Pakistan: Ally or Enemy?
Pakistan yesterday blocked NATO's primary supply line into Afghanistan in retaliation for an air strike that killed three Pakistani paramilitaries. Are the two countries truly allies?
Pakistan yesterday blocked NATO’s primary supply line into Afghanistan in retaliation for an air strike that killed three Pakistani paramilitaries.
As I note in my New Atlanticist piece on the subject, “Pakistan Blocks NATO Supply Lines, Testing Fragile Relationship,” it’s getting increasingly difficult to maintain the notion that Pakistan is America’s ally in the war in Afghanistan. And vice-versa.
The reason, as [Marvin Weinbaum, formerly of the State Department and now with the Middle East Institute] explains, is that the two sides have a very different view of the situation. “The heart of the problem here is that the very people who we have seen as our enemies, like the Afghan Taliban, the so-called Haqqani network, the Hezb-i-Islami, these are all insurgent groups that were fighting in Afghanistan, that these very people are not viewed as the enemy by the Pakistan government.” Instead, he explains, “The Pakistan government has for some time seen these people as a surrogate force in Afghanistan, particularly as they expect the Americans and their allies won’t be there over the long run.”

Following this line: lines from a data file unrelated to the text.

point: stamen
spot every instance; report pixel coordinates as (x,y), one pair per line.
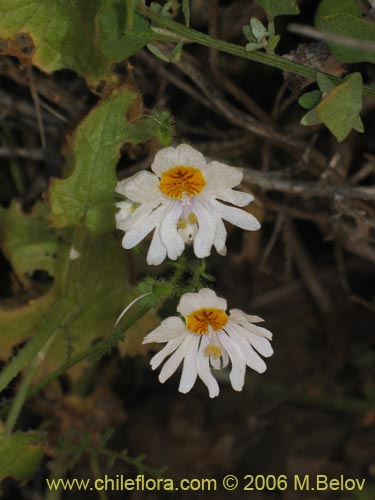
(213,350)
(181,180)
(206,320)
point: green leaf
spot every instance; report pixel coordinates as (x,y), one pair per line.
(311,118)
(29,243)
(334,7)
(258,29)
(350,26)
(310,99)
(272,44)
(20,455)
(326,84)
(339,109)
(115,38)
(62,33)
(87,195)
(275,8)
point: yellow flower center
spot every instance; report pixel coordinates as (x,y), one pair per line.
(179,180)
(200,321)
(182,223)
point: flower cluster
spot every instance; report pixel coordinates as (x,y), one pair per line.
(179,202)
(185,200)
(209,338)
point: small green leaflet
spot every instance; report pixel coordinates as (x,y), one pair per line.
(339,108)
(276,8)
(20,454)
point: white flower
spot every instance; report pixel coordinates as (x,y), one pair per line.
(209,338)
(179,202)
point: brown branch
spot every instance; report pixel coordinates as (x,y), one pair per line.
(307,270)
(270,182)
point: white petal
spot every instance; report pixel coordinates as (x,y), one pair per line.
(171,365)
(139,215)
(238,315)
(237,373)
(139,231)
(206,297)
(189,370)
(157,251)
(140,187)
(125,210)
(169,329)
(204,371)
(236,216)
(221,177)
(235,197)
(168,231)
(246,321)
(159,357)
(183,155)
(221,232)
(205,236)
(252,358)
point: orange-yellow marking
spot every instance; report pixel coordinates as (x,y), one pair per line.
(181,180)
(200,321)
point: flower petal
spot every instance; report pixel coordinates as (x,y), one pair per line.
(221,177)
(171,365)
(238,315)
(236,216)
(204,372)
(238,198)
(183,155)
(140,187)
(252,358)
(168,231)
(169,329)
(189,370)
(205,236)
(157,251)
(126,208)
(206,297)
(170,347)
(142,228)
(237,373)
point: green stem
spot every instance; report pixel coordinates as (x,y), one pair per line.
(58,315)
(97,350)
(272,60)
(23,390)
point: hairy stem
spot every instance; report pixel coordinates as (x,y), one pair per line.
(272,60)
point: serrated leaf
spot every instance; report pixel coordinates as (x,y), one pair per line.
(350,26)
(20,455)
(86,197)
(311,118)
(339,109)
(117,37)
(29,243)
(326,84)
(310,99)
(276,8)
(333,7)
(61,32)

Weinbaum distinguishes, as do most experts in the region, the Afghan Taliban from the Pakistani Taliban, with whom the Pakistani government sees themselves “in a death struggle.” But, from the standpoint of the United States, all these groups are the enemy and part of the same amorphous phenomenon. And it’s getting very hard to keep pretending that we’re on the same page.
Complicating matters further, the democratically government continues to serve at the pleasure of the military, which Weinbaum thinks will continue pulling the strings from the outside rather than retaking the reins in a coup. “There’s really no reason for the military to want to regain formal power. At this point in time, the military gets just about everything it needs. It controls foreign policy. It controls – has a veto over domestic policy that in any way affects its interests. Why at this juncture would it want to take on the formal responsibility, particularly in a country where things have been going so badly?”

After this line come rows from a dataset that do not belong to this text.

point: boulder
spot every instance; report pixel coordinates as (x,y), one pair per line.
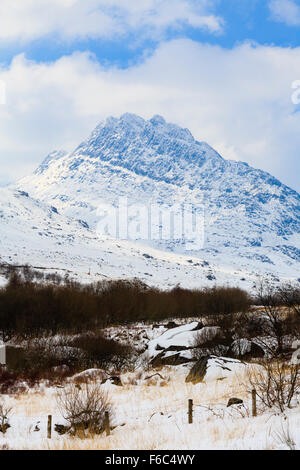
(198,371)
(114,380)
(167,358)
(171,324)
(234,401)
(210,368)
(243,348)
(89,375)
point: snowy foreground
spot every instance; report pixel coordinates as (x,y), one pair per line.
(152,414)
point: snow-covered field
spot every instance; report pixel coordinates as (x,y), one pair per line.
(152,414)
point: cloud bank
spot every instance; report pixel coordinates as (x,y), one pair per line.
(238,100)
(27,20)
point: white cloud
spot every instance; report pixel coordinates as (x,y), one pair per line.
(285,11)
(237,100)
(27,20)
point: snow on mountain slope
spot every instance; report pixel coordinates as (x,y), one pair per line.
(35,233)
(252,221)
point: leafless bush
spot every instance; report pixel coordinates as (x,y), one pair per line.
(284,436)
(83,407)
(276,383)
(211,340)
(5,412)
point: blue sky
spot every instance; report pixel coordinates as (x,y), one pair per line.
(242,20)
(223,68)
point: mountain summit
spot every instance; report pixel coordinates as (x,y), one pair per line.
(252,220)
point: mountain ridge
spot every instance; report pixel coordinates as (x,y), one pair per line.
(252,219)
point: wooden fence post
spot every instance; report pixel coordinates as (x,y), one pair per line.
(49,427)
(190,411)
(254,409)
(106,423)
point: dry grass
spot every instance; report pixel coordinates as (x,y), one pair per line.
(139,408)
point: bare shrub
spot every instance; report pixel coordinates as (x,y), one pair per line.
(276,383)
(215,339)
(104,352)
(276,321)
(284,436)
(83,407)
(5,412)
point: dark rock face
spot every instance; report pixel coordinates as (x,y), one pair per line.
(245,349)
(198,371)
(173,360)
(234,401)
(171,324)
(115,380)
(199,326)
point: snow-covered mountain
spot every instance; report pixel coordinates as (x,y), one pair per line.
(32,232)
(252,221)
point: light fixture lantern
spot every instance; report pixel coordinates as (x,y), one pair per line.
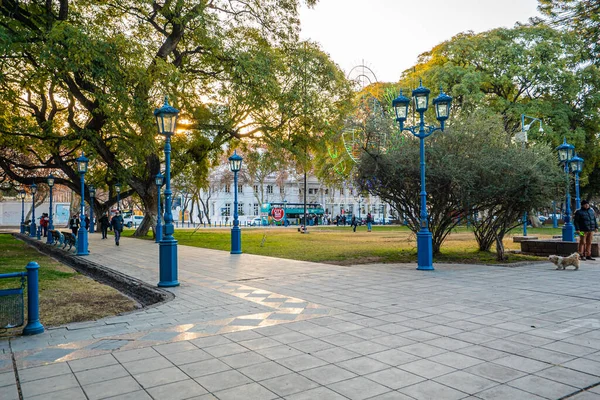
(400,105)
(159,179)
(82,163)
(50,180)
(442,106)
(565,151)
(576,164)
(166,118)
(235,162)
(421,96)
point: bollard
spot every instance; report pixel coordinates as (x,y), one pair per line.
(34,326)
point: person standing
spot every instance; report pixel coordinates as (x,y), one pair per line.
(104,223)
(585,226)
(74,224)
(117,224)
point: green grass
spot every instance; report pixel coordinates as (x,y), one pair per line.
(339,245)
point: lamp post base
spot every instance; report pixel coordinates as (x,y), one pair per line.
(424,251)
(168,263)
(236,240)
(568,233)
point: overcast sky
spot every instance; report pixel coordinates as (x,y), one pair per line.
(389,34)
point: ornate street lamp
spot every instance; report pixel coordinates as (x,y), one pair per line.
(235,164)
(442,110)
(166,121)
(576,165)
(92,190)
(82,244)
(566,153)
(118,190)
(32,226)
(50,239)
(522,137)
(159,179)
(21,196)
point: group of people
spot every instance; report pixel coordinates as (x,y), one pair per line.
(115,224)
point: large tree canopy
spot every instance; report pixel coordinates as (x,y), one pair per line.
(85,76)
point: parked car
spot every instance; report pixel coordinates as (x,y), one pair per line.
(133,220)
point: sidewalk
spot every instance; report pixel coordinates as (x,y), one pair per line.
(253,327)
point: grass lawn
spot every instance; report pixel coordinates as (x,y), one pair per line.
(339,245)
(65,295)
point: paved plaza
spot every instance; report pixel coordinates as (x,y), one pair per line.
(252,327)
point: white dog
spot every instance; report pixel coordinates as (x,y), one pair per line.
(563,262)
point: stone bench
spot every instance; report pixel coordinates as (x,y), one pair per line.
(553,247)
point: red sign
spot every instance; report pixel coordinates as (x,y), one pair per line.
(278,214)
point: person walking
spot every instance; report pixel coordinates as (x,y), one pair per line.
(585,226)
(117,224)
(74,224)
(104,223)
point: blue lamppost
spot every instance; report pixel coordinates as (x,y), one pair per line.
(158,180)
(576,165)
(565,155)
(50,239)
(82,245)
(166,120)
(32,226)
(21,196)
(118,190)
(235,164)
(524,129)
(92,190)
(442,110)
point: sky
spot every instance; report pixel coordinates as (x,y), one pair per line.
(389,35)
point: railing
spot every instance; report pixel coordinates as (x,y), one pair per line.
(11,302)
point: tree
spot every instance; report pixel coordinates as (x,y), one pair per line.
(79,75)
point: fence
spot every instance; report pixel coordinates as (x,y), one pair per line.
(12,304)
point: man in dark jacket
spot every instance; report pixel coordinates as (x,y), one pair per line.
(585,226)
(117,224)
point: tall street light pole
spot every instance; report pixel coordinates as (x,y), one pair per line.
(32,226)
(576,165)
(566,152)
(523,139)
(442,110)
(159,179)
(235,164)
(50,239)
(166,121)
(82,239)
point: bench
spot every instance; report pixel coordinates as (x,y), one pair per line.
(69,239)
(57,237)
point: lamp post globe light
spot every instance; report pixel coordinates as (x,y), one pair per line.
(566,152)
(82,245)
(92,190)
(159,179)
(235,164)
(32,226)
(166,121)
(576,165)
(21,195)
(442,110)
(50,239)
(118,190)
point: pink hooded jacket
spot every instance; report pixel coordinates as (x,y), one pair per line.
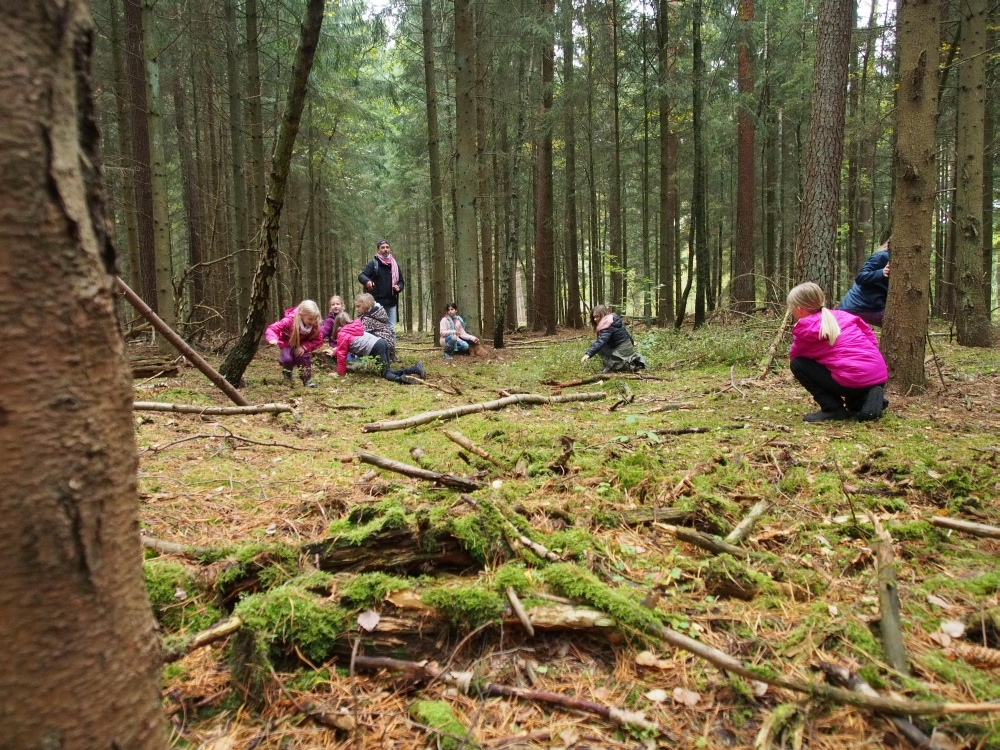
(281,331)
(854,360)
(345,336)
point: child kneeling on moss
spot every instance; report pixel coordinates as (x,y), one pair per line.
(835,356)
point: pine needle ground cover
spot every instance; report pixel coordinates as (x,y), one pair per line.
(292,534)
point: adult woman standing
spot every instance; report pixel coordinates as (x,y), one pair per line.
(383,279)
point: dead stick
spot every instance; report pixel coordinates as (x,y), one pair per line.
(772,351)
(445,480)
(460,439)
(967,527)
(842,677)
(182,346)
(212,410)
(216,632)
(744,527)
(890,625)
(491,689)
(518,608)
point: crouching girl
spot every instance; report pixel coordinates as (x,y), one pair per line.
(297,335)
(835,357)
(614,343)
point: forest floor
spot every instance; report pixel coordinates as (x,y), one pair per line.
(436,568)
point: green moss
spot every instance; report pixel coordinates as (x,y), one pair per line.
(356,530)
(370,589)
(470,606)
(512,574)
(438,715)
(174,597)
(578,583)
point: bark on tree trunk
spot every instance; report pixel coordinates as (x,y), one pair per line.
(242,353)
(971,314)
(824,152)
(81,657)
(905,328)
(743,282)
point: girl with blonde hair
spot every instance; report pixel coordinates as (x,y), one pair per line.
(835,357)
(297,335)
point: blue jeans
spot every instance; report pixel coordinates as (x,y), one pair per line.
(454,345)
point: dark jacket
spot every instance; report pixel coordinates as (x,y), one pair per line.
(381,274)
(611,337)
(870,288)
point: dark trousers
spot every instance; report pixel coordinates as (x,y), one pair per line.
(828,393)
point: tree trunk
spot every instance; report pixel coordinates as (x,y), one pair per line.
(573,316)
(466,249)
(81,656)
(242,353)
(665,295)
(743,295)
(817,240)
(544,284)
(905,328)
(971,314)
(244,261)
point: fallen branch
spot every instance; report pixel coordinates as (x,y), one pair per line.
(967,527)
(216,632)
(181,345)
(772,351)
(415,472)
(463,681)
(460,439)
(744,527)
(461,411)
(889,625)
(842,677)
(212,410)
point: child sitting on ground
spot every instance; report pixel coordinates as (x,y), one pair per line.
(835,357)
(297,335)
(454,338)
(614,343)
(351,337)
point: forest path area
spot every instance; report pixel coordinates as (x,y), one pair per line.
(586,511)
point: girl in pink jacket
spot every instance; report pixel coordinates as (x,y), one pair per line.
(297,335)
(835,357)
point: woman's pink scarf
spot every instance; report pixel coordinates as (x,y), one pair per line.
(391,261)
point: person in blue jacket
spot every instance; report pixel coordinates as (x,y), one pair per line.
(866,297)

At the same time Zardari is getting pressured from the army, he must worry about public opinion, which is increasingly hostile to American strikes that flouts Pakistan’s sovereignty and kill its civilians. Indeed, General Kiyani can rightly claim the mantle of popular support when pressuring Zardari on these matters.
In this morning’s Washington Post, Karen DeYoung and Karin Brulliard quote a senior Pakistani official on the view of the relationship with the United States fron Islamabad, “On the one hand, there is a genuine comfort level and a feeling of partnership – at least on the surface. But the Pakistan government and military are feeling very frustrated. They feel they are doing all they can in a very complicated domestic setup – a fragile democracy, more fragile after the floods – and that the U.S. doesn’t really care about anything besides [its own] needs. They are not true partners.”
And the Pakistani parliament issued a unanimous proclamation condemning yesterday’s attacks and Interior Minister Rehman Malik proclaimed, “we will have to see if they are allies or enemies.”
The answer, of course, remains Both. But it’s getting increasingly hard to play that double game.
National War College professor Bernard Finel believes that, “if Pakistan fails to whole-heartedly support our efforts in Afghanistan it is game over.” If that’s right, it was over from the start.